You and I, if we’re like those workers hired first—and we are—might just turn to grumbling and complaining. “That’s not fair! That’s not right! Why is their hourly wage more than ours?” We might—and do—become just like the Israelites grumbling and quarreling in the wilderness. “Where’s our water? Where’s our food? Where’s what we have a right to have?” You and I—since by nature we are like those first workers and those Israelites—might and do put God Himself into our handy-dandy Excel spreadsheet of spirituality and find Him coming up short. In our spiritual bean-counting, God Himself just doesn’t seem to offer a balanced budget for His eternal kingdom. After all, doesn’t it mean something that we’ve been Christian for however many years? Doesn’t it count that we’re here, in His house, however many Sundays out of the year, or put X amount of dollars in the weekly offering? See how much I’ve been serving you, Lord? See how dedicated I’ve been? See how much I read Your Word and pray and help other people and…?

This is why Jesus loves to turn things topsy-turvy. We need Him to. We need to have our spiritual bean-counting turned on its head and we need to squirm in our self-centered spiritual bookkeeping. We need Jesus’ reversal of grace. You see, God’s kingdom of heaven reaches into our earthly life and works solely by grace, solely by the generosity of Landowner God and His foreman Jesus. It’s Jesus Himself—the eternal Son of God, the eternal foreman of our salvation—who doles out all the gracious rewards that come to us in God’s vineyard. After all, He is “the founder and perfecter of our faith, who for the joy that was set before him endured the cross, despising the shame, and is seated at the right hand of the throne of God” (Heb. 12:2). Topsy-turvy, yes. It’s the reversal of God’s grace.

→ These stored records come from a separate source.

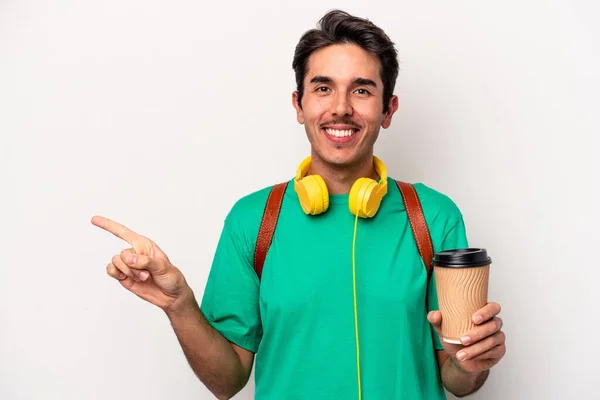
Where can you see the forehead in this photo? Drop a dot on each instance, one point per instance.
(343, 62)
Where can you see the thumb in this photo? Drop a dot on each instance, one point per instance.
(435, 319)
(142, 262)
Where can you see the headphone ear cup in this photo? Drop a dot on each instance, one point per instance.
(313, 194)
(364, 199)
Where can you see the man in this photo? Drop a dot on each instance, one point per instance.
(330, 277)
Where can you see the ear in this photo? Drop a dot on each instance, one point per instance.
(298, 107)
(393, 107)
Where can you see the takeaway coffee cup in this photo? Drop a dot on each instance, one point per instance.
(461, 277)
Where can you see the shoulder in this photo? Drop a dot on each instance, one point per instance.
(246, 213)
(438, 207)
(437, 202)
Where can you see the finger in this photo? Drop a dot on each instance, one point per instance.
(435, 318)
(494, 354)
(481, 347)
(114, 272)
(116, 229)
(486, 313)
(137, 263)
(120, 265)
(482, 331)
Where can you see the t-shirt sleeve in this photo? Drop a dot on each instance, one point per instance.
(455, 238)
(230, 301)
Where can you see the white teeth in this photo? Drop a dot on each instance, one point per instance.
(337, 133)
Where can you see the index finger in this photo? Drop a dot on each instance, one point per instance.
(488, 312)
(115, 228)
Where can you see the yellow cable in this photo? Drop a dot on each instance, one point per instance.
(355, 310)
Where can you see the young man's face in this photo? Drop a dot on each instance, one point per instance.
(342, 105)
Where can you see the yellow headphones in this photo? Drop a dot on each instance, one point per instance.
(364, 198)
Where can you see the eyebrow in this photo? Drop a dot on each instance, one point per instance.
(357, 81)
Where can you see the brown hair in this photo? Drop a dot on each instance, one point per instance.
(338, 27)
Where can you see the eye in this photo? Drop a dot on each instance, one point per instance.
(363, 92)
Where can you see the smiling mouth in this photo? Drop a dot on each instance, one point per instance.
(340, 136)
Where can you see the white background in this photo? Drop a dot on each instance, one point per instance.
(158, 114)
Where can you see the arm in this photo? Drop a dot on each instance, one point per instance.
(223, 367)
(455, 379)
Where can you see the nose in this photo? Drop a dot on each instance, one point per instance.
(341, 104)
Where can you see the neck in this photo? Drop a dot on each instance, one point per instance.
(339, 179)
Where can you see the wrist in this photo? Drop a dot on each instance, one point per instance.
(183, 305)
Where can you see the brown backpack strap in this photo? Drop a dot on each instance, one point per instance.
(267, 225)
(417, 223)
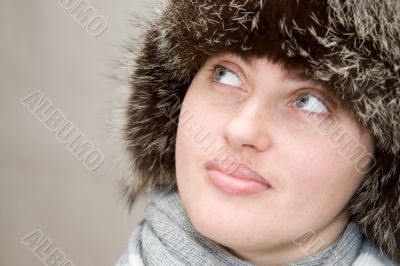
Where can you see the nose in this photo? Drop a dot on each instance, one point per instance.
(246, 130)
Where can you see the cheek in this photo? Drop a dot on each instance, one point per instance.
(318, 177)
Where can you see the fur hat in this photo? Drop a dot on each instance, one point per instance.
(353, 46)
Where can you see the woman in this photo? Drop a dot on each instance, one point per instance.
(267, 133)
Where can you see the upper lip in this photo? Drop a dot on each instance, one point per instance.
(240, 170)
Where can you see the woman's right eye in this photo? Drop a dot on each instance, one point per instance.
(226, 76)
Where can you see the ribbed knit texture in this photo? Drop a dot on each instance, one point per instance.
(166, 237)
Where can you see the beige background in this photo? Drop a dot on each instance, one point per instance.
(42, 185)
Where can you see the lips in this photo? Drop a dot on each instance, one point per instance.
(238, 170)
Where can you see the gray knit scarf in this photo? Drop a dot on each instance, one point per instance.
(166, 237)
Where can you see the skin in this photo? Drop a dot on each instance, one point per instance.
(252, 112)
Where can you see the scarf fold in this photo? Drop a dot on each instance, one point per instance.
(166, 237)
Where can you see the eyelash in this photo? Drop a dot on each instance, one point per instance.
(213, 67)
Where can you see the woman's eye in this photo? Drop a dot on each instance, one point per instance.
(226, 76)
(311, 103)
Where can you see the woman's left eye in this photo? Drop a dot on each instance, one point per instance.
(226, 76)
(311, 103)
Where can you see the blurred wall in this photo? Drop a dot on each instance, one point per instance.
(45, 191)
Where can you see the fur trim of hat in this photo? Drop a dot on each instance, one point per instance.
(351, 45)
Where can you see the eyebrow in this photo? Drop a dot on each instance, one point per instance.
(296, 75)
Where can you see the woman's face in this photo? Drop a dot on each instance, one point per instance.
(255, 113)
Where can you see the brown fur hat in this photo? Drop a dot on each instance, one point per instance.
(353, 46)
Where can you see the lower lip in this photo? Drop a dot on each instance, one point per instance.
(235, 186)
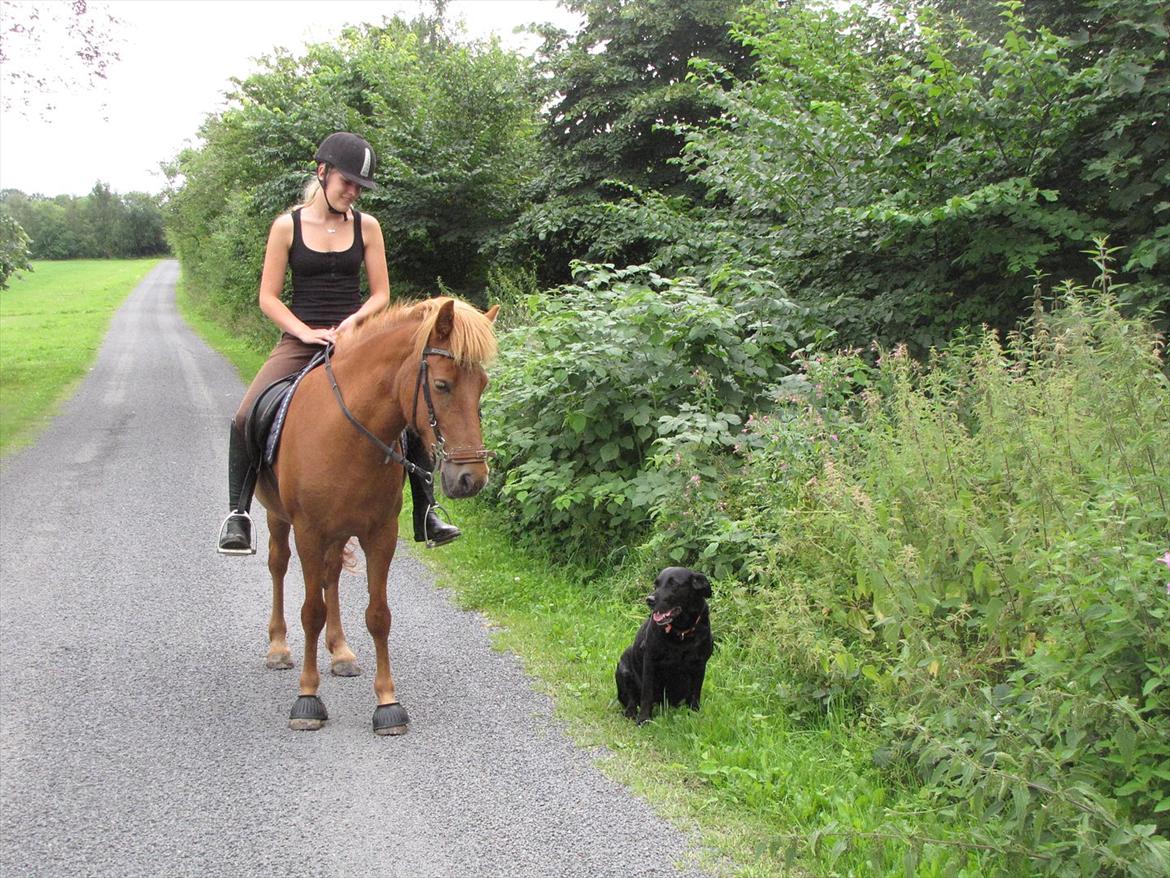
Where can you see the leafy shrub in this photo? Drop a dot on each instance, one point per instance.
(974, 543)
(606, 383)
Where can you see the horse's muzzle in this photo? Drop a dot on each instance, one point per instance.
(463, 475)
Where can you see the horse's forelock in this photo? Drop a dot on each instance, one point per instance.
(473, 338)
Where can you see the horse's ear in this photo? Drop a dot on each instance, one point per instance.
(445, 323)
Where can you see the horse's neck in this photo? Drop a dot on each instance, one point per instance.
(371, 376)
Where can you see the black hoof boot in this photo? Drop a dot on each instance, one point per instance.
(308, 714)
(235, 535)
(390, 719)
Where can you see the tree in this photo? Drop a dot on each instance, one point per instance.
(909, 176)
(617, 93)
(13, 248)
(77, 35)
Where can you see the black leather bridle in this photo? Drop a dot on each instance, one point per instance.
(439, 451)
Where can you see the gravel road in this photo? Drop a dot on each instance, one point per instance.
(139, 732)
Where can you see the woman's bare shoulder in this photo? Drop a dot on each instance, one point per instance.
(282, 228)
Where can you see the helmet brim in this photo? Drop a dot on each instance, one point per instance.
(363, 182)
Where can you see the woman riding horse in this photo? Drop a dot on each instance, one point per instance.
(325, 241)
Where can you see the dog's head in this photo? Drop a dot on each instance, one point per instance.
(678, 592)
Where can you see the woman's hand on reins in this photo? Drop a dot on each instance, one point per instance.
(318, 336)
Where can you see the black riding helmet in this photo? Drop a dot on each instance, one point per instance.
(351, 156)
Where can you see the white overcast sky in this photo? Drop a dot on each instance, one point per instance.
(176, 60)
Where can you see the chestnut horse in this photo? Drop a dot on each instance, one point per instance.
(339, 474)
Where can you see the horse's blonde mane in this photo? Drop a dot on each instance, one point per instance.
(473, 340)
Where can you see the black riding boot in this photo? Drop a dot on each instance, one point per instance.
(428, 527)
(235, 533)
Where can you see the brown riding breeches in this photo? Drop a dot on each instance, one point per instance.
(289, 356)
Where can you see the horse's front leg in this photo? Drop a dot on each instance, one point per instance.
(279, 554)
(308, 712)
(344, 662)
(390, 717)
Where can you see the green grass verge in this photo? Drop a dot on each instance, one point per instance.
(52, 322)
(754, 786)
(199, 314)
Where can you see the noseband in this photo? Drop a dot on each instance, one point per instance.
(439, 450)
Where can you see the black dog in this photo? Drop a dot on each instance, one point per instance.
(668, 657)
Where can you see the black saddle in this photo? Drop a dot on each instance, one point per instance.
(262, 429)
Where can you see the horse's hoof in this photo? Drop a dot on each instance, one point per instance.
(345, 669)
(308, 714)
(390, 719)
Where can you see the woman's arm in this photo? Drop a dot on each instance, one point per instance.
(272, 285)
(376, 273)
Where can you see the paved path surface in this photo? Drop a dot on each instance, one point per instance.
(139, 732)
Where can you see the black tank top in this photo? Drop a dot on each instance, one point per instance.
(325, 286)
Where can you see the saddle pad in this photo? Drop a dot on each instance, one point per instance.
(266, 420)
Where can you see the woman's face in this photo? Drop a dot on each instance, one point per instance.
(341, 192)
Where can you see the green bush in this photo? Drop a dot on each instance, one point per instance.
(965, 554)
(608, 379)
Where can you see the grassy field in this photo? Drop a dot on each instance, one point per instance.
(52, 322)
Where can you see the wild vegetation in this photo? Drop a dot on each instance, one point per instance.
(101, 225)
(859, 311)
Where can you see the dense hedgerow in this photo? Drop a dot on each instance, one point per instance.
(608, 378)
(965, 553)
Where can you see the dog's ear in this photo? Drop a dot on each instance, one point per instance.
(700, 584)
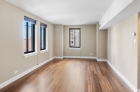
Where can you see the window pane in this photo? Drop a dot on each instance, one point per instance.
(74, 38)
(24, 38)
(77, 40)
(30, 39)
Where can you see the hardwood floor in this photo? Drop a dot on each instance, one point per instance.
(70, 75)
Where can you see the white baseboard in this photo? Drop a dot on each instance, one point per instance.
(124, 79)
(22, 74)
(79, 57)
(58, 57)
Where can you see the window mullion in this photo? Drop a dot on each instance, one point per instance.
(44, 38)
(33, 31)
(27, 36)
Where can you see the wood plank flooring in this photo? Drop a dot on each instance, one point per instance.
(70, 75)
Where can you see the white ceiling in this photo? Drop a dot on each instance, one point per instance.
(66, 12)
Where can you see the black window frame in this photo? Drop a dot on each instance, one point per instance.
(43, 32)
(74, 37)
(33, 22)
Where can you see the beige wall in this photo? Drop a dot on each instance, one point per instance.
(139, 51)
(101, 43)
(88, 41)
(11, 41)
(122, 52)
(58, 41)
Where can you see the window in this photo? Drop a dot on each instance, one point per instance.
(43, 36)
(75, 38)
(29, 35)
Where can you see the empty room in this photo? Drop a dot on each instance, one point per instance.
(69, 45)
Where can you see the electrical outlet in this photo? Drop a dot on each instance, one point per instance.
(124, 71)
(90, 53)
(16, 72)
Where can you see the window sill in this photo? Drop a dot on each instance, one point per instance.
(43, 51)
(30, 54)
(75, 48)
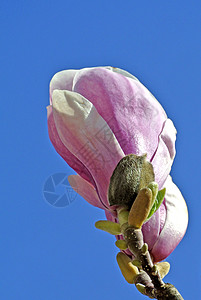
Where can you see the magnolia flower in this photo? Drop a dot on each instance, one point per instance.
(97, 116)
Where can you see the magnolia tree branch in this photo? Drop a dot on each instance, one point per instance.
(153, 284)
(136, 197)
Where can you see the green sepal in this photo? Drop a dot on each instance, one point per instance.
(158, 201)
(121, 244)
(108, 226)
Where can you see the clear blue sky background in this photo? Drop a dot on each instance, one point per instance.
(56, 253)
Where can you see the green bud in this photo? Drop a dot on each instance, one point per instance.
(122, 215)
(108, 226)
(136, 263)
(153, 186)
(144, 248)
(121, 244)
(140, 208)
(130, 175)
(141, 288)
(163, 268)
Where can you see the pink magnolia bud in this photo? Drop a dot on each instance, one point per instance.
(97, 116)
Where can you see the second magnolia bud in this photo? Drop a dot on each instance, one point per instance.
(140, 208)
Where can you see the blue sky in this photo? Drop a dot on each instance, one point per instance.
(56, 253)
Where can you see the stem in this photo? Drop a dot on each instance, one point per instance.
(156, 288)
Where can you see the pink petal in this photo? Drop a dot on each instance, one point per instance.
(165, 153)
(175, 223)
(71, 160)
(84, 132)
(133, 114)
(62, 81)
(151, 229)
(85, 189)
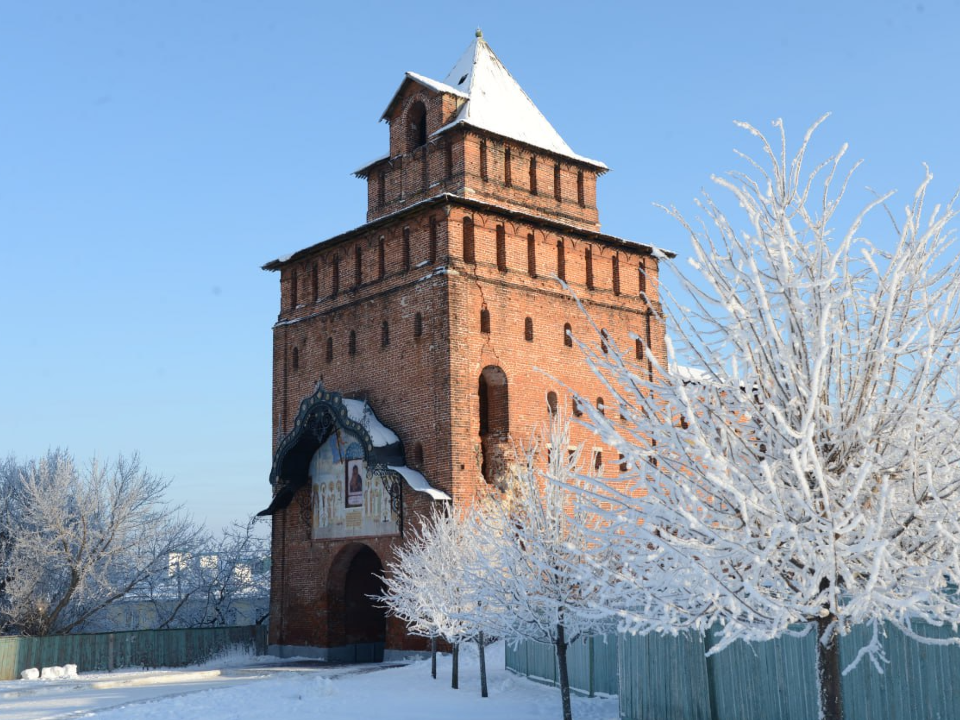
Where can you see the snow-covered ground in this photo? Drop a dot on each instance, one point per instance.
(266, 689)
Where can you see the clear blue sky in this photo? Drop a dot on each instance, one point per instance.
(154, 155)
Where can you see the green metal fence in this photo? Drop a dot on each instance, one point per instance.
(141, 648)
(591, 661)
(667, 677)
(663, 677)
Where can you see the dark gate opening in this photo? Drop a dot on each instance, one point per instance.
(365, 623)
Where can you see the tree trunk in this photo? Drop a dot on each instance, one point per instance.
(455, 674)
(829, 689)
(483, 666)
(564, 675)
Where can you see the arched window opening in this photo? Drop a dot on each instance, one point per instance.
(469, 249)
(416, 456)
(416, 126)
(531, 255)
(494, 419)
(501, 248)
(552, 402)
(294, 289)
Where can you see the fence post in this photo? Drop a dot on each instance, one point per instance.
(590, 667)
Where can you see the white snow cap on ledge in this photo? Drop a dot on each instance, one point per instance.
(418, 482)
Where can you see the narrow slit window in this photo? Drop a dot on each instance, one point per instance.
(531, 255)
(485, 320)
(588, 261)
(469, 249)
(501, 249)
(552, 402)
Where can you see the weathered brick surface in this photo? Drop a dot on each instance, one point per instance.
(426, 387)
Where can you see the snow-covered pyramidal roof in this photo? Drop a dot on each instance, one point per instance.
(495, 101)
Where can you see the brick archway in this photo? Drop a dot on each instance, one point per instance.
(357, 625)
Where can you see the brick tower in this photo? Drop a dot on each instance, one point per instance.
(411, 352)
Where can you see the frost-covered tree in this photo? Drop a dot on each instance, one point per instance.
(75, 540)
(429, 584)
(808, 469)
(538, 572)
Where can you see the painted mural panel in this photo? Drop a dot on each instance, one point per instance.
(347, 501)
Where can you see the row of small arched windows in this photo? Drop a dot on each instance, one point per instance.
(470, 256)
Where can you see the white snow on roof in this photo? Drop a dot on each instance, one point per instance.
(435, 85)
(497, 102)
(362, 414)
(418, 482)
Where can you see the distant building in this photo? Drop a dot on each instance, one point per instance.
(412, 351)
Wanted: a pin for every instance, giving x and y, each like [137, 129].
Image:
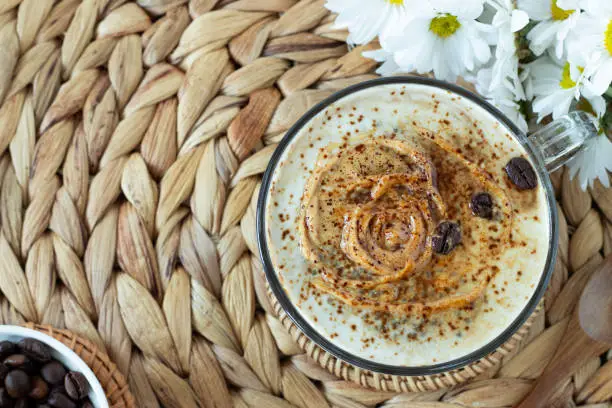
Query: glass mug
[548, 148]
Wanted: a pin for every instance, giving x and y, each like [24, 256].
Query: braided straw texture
[114, 383]
[133, 135]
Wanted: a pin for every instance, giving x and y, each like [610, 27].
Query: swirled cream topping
[369, 214]
[354, 217]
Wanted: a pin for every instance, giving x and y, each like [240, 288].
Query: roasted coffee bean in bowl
[38, 371]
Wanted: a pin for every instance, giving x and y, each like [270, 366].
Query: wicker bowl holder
[395, 383]
[113, 382]
[133, 137]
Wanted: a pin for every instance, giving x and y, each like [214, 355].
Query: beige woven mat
[127, 209]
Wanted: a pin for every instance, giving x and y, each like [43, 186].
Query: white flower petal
[602, 78]
[537, 9]
[519, 20]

But do not let this bountiful grace of Landowner God and Foreman Jesus lull you into a false sense of idleness. Life in God’s vineyard—His Church—does involve work. No, not work in order to “get the job,” so to speak. You’re already in God’s vineyard, completely and solely by His gracious work—sola gratia. And, as we see in the parable, our divine Landowner is very generous with His rewards at the end of the day on the Last Day. But now that you’re in, it’s time to get to work.

What is that work to which you and I are called? Using himself as our example, St. Paul calls us to exercise self-control like an athlete. He exhorts us not to run aimlessly and not to box as someone merely beating the air. In the spirit of St. Paul, we are to discipline our bodies and keep them under control.

The work we are given to do in the vineyard of Landowner God is the work of confessing our sins and learning to live at the receiving end of His bountiful grace and mercy. It’s the work of rooting out the pride that leads us to cry “Unfair!” or to think we deserve more and better than what our Landowner God already gives. It’s the work of taking our eyes off of ourselves and fixing them squarely on Jesus, the founder and perfecter of our faith, and the eternal reward He has labored to win for us and give to us. It’s the work of learning His Word and learning to rely on His promises. It’s the work of taking the time to pray, gathering around His Word with our fellow workers, and faithfully receiving His Body and His Blood for our refreshment and strength. It’s the work of having our whole life, even our whole self, turned topsy-turvy by Jesus’ reversal of grace.

You see, when Jesus turns you and me topsy-turvy by His bountiful grace and and lavish forgiveness, He actually sets everything right-side-up with Landowner God, both now and into eternity. Amen.